Italy's Populists Can't Agree on Anything. Not Even Prostitution
(Bloomberg) -- Most Italians can rattle off a list of their populist government’s internal quarrels: energy, infrastructure, immigration, regional autonomy. Most would be surprised to find out that prostitution is also on the list.
League party leader Matteo Salvini’s comments on the issue Thursday look likely to stir things up with coalition partner the Five Star Movement.
“I would back reopening the ‘closed houses,’" Salvini said, referring to the term Italians once used for brothels. “Taking this business away from the Mafia, off the streets is the right thing to do,” he said in remarks cited by Ansa news agency.
Salvini was quick to note that his position isn’t shared by Five Star, with whom the League has squabbled over budget priorities, gas pipelines and relations with neighboring countries, just to name a few issues.
Support for legalized prostitution “isn’t included in the government contract, because Five Star thinks differently,” Salvini said.
Prostitution had more or less full legal status for years in Italy. Ernest Hemingway described brothels operating openly along Milan’s canals in “A Farewell to Arms.” Most were shut in 1958 and illicit, mostly street-based prostitution, has taken their place.

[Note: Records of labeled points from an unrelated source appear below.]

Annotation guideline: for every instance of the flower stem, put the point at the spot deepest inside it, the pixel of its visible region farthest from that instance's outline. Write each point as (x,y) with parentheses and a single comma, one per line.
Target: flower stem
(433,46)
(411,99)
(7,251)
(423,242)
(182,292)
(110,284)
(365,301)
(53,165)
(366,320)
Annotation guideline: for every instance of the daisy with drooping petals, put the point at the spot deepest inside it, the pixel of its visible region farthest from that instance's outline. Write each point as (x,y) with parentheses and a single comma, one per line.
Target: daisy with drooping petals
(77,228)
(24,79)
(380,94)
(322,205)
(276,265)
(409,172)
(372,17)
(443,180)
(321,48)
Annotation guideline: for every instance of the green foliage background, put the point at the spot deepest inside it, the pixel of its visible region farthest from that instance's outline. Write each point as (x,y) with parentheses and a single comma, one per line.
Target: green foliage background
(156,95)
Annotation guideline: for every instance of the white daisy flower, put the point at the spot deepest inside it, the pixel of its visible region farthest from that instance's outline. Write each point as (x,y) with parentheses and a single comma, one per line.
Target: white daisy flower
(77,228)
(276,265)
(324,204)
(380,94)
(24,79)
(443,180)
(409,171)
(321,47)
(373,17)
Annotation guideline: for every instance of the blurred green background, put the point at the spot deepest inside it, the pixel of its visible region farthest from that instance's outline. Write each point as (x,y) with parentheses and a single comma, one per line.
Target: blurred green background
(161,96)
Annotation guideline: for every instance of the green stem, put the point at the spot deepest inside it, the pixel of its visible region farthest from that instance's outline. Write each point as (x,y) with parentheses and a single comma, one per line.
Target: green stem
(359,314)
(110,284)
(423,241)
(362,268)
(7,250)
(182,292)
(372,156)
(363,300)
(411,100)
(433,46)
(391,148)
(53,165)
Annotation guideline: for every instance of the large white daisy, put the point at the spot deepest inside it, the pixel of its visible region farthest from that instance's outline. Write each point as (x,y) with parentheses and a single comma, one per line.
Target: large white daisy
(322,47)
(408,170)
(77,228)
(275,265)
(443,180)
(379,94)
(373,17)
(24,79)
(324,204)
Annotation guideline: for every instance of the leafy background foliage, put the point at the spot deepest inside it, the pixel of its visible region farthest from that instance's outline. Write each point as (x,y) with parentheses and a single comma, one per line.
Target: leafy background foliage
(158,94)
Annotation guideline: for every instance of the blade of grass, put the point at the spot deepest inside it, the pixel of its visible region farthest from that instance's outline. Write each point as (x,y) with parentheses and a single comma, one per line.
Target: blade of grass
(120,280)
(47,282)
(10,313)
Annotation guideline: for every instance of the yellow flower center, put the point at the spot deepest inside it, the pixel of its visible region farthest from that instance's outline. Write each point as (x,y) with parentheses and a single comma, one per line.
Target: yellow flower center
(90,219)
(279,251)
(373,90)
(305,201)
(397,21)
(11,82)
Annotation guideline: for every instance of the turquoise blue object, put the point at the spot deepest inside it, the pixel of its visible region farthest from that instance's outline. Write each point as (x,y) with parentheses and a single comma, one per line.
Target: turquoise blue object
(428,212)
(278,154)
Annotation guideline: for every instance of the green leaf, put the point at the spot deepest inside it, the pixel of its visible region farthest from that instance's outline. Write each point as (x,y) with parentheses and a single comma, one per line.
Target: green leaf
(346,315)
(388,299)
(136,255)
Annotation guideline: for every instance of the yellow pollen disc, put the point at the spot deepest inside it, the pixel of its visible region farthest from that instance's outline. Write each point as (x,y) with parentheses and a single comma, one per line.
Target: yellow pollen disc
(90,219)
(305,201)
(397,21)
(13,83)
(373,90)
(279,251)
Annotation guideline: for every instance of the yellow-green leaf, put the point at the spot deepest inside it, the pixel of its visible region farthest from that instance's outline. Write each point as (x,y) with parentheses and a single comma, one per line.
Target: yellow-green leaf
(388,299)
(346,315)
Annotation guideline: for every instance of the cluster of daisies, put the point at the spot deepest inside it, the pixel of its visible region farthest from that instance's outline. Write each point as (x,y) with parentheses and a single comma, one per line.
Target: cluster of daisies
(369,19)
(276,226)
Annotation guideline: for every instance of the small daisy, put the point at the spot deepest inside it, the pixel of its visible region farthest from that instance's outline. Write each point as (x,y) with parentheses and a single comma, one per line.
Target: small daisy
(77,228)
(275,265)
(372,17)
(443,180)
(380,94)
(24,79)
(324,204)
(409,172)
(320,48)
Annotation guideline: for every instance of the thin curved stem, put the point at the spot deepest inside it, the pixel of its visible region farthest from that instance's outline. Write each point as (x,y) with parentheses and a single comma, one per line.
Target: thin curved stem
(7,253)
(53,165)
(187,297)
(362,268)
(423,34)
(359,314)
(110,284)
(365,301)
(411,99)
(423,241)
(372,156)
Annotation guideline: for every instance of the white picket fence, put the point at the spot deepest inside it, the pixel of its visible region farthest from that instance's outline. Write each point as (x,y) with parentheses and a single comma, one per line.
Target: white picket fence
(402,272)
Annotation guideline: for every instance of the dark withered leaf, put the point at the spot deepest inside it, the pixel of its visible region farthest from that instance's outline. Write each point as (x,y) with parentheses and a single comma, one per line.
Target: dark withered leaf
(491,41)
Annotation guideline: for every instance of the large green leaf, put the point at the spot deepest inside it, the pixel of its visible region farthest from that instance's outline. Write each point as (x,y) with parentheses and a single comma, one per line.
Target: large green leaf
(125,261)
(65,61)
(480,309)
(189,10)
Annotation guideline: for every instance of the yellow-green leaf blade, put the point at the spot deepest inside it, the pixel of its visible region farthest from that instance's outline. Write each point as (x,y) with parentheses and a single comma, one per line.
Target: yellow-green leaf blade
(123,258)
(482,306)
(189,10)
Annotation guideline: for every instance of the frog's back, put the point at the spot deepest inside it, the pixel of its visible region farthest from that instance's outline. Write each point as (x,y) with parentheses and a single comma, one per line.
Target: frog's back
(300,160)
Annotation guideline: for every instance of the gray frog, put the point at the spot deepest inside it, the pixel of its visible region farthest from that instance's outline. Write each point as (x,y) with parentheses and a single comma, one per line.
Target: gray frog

Like many things in Italy, prostitution operates in a gray zone. It remains legal, but profiting from it, public acts of prostitution or involving minors is against the law, as is the use of any dedicated location.
Efforts by previous governments to introduce regulations to either fully ban prostitution or to regulate it in order to introduce health standards have failed.
Salvini has previously expressed his views supporting legalization, calling brothels “a work of civilization.”